A not_affected licence finding is uncommon but valid in one case: the flagged dep is dev-only and never ships. Example: a copyleft test runner in devDependencies that’s bundled into a Docker image only at test stage.

OpenVEX outcome
{
  "@context": "https://openvex.dev/ns/v0.2.0",
  "@id": "https://github.com/yourorg/yourrepo/vex/2026-05-14-license-003.json",
  "author": "developer@example.com",
  "timestamp": "2026-05-14T14:00:00Z",
  "version": 1,
  "statements": [
    {
      "vulnerability": {
        "name": "copyleft-in-production",
        "description": "AGPL-3.0 dep flagged in production scope."
      },
      "products": [{
        "@id": "https://github.com/yourorg/yourrepo",
        "identifiers": { "purl": "pkg:github/yourorg/yourrepo@abc1234" }
      }],
      "status": "not_affected",
      "justification": "component_not_present",
      "action_statement": "The AGPL-3.0 dep is in devDependencies only — used by the test runner.

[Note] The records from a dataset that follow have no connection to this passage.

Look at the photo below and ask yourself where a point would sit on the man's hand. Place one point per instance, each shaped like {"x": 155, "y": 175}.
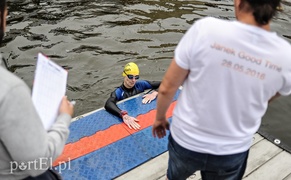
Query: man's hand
{"x": 160, "y": 127}
{"x": 148, "y": 98}
{"x": 131, "y": 122}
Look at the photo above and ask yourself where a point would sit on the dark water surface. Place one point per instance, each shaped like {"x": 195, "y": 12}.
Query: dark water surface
{"x": 94, "y": 39}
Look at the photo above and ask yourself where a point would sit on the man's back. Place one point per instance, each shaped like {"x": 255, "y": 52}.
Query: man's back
{"x": 234, "y": 71}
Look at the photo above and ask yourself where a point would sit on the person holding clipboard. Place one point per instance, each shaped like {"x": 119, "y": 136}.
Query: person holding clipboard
{"x": 27, "y": 149}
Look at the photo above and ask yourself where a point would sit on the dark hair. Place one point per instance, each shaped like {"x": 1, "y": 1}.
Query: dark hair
{"x": 263, "y": 10}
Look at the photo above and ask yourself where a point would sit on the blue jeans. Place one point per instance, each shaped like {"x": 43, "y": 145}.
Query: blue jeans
{"x": 183, "y": 163}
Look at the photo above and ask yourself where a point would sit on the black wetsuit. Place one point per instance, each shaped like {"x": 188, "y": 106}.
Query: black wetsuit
{"x": 122, "y": 92}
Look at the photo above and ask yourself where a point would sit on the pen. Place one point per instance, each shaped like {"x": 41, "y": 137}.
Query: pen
{"x": 73, "y": 102}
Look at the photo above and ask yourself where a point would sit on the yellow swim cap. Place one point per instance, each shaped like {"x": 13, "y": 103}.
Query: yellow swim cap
{"x": 130, "y": 69}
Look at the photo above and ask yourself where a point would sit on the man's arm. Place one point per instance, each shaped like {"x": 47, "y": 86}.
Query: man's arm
{"x": 150, "y": 96}
{"x": 23, "y": 134}
{"x": 172, "y": 80}
{"x": 111, "y": 106}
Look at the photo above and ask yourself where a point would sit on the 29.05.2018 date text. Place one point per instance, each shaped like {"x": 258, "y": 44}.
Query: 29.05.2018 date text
{"x": 240, "y": 68}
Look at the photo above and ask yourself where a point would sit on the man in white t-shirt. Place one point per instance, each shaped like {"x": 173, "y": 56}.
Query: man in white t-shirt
{"x": 230, "y": 70}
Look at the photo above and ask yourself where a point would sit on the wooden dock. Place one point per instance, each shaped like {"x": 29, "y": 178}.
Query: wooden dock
{"x": 266, "y": 162}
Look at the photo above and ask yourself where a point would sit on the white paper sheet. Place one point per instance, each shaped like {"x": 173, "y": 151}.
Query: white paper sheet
{"x": 49, "y": 87}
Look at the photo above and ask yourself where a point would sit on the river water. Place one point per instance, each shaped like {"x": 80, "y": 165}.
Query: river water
{"x": 94, "y": 39}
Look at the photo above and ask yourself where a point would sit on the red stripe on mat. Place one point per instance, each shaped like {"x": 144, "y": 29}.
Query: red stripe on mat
{"x": 100, "y": 139}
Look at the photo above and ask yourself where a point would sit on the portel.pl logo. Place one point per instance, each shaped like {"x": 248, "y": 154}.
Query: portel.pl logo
{"x": 39, "y": 164}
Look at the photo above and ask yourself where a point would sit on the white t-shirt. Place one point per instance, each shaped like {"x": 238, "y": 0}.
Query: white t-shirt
{"x": 235, "y": 69}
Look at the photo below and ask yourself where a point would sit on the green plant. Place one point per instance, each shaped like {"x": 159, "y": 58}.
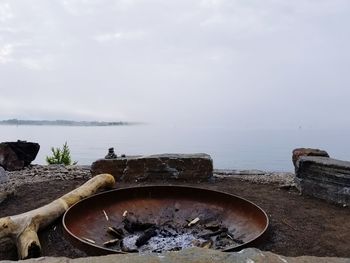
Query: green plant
{"x": 60, "y": 156}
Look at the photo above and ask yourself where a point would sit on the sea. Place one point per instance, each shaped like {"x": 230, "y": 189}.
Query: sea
{"x": 229, "y": 147}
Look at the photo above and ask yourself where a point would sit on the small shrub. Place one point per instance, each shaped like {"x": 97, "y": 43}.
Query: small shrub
{"x": 60, "y": 156}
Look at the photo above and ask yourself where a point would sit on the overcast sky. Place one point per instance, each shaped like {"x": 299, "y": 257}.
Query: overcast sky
{"x": 249, "y": 63}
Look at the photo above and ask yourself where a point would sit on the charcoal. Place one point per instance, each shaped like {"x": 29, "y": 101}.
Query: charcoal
{"x": 133, "y": 226}
{"x": 145, "y": 236}
{"x": 222, "y": 232}
{"x": 116, "y": 232}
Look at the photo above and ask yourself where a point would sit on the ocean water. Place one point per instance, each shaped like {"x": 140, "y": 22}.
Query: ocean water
{"x": 230, "y": 148}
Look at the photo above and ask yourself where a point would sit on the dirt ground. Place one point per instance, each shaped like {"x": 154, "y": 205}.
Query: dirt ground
{"x": 299, "y": 225}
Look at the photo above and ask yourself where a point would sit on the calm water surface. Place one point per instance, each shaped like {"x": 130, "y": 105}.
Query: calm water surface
{"x": 229, "y": 147}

The production Docker image is built from a multi-stage Dockerfile in which the runtime stage copies only built artefacts, not the test runner. Verified by inspecting the final image with docker history and confirming no AGPL files are present."
    }
  ]
}

The justification component_not_present is the honest answer because the licence finding would apply if the test-runner shipped, but it doesn’t.